In National Bank v. Commonwealth, 9 Wall. 353, it was held that the doctrine which exempts the instrumentalities of the federal government from the influence of state legislation is not founded on any express provision of the constitution, but in the implied necessity for the use of such instruments by the federal government; and that such doctrine is therefore limited by the principle that state legislation, which does not impair the usefulness or capability of such instruments to serve that government, is not within the rule of prohibition.
In Thomson v. Pacific Railroad, 9 Wall. 591, Mr. Chief Justice CHASE remarks as follows: "We fully recognize the soundness of the doctrine that no state has a `right to tax the means employed by the government of the Union for the execution of its powers.' But we think there is a clear distinction between the means employed by the government, and the property of agents employed by the government. Taxation of the agency is taxation of the means; taxation of the property of the agent is not always or generally taxation of the means.
"No one questions that the power to tax all property, business, and persons, within their respective limits, is original in the states, and has never been surrendered. It cannot be so used, indeed, as to defeat or hinder the operations of the national government; but it will be safe to conclude, in general, in reference to persons and state corporations employed in government service, that when congress has not interposed to protect their property from state taxation, such taxation is not obnoxious to that objection." Lane County v. Oregon, 7 Wall. 77.
In Railroad Company v. Peniston, 18 Wall. 33, it is said, — "It may, therefore, be considered as settled, that no constitutional implications *Page 43 prohibit a state tax upon the property of an agent of the government, merely because it is the property of such an agent. A contrary doctrine would greatly embarrass the states in the collection of their necessary revenue, without any corresponding advantage to the United States. A very large proportion of the property within the states is employed in execution of the powers of the government. It belongs to governmental agents, and it is not only used, but it is necessary for their agencies. United States mails, troops, and munitions of war are carried upon almost every railroad. Telegraph lines are employed in the national service. So are steamboats, barges, stage-coaches, foundries, shipyards, and multitudes of manufacturing establishments. They are the property of natural persons, or of corporations, who are instruments or agents of the general government, and they are the hands by which the objects of the government are attained. Were they exempt from liability to contribute to the revenue of the states, it is manifest the state governments would be paralyzed. While it is of the utmost importance that all the powers vested by the constitution of the United States in the general government should be preserved in full efficiency, and while recent events have called for the most unembarrassed exercise of many of those powers, it has never been decided that state taxation of such property is impliedly prohibited."
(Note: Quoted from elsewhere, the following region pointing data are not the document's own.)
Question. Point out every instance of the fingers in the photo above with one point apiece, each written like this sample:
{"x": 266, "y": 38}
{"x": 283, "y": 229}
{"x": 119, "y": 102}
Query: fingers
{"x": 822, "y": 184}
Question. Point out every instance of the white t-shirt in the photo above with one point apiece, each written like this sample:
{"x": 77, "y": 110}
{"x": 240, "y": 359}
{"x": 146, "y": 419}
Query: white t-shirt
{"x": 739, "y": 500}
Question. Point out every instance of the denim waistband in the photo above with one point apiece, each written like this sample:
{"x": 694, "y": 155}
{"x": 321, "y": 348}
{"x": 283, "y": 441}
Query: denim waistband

It seems to me to be abundantly settled, both upon authority and principle, that the states, under the existing legislation by congress, have the unquestionable right to tax the surplus earnings of national banks within their limits, to the extent attempted in the case now before us. The services which these banks render to the government are only an incident to their general business. Their operations are only accidentally, not incidentally, connected with those of the government. Their efficiency to discharge their duties is not impaired by the taxation complained of; their property only, and not their operations, is subjected to taxation; and it is eminently just and reasonable that these institutions should bear their proportion of a common burden in order that the state may throw around these institutions, as well as all others, and around all its subjects, protection to life and property.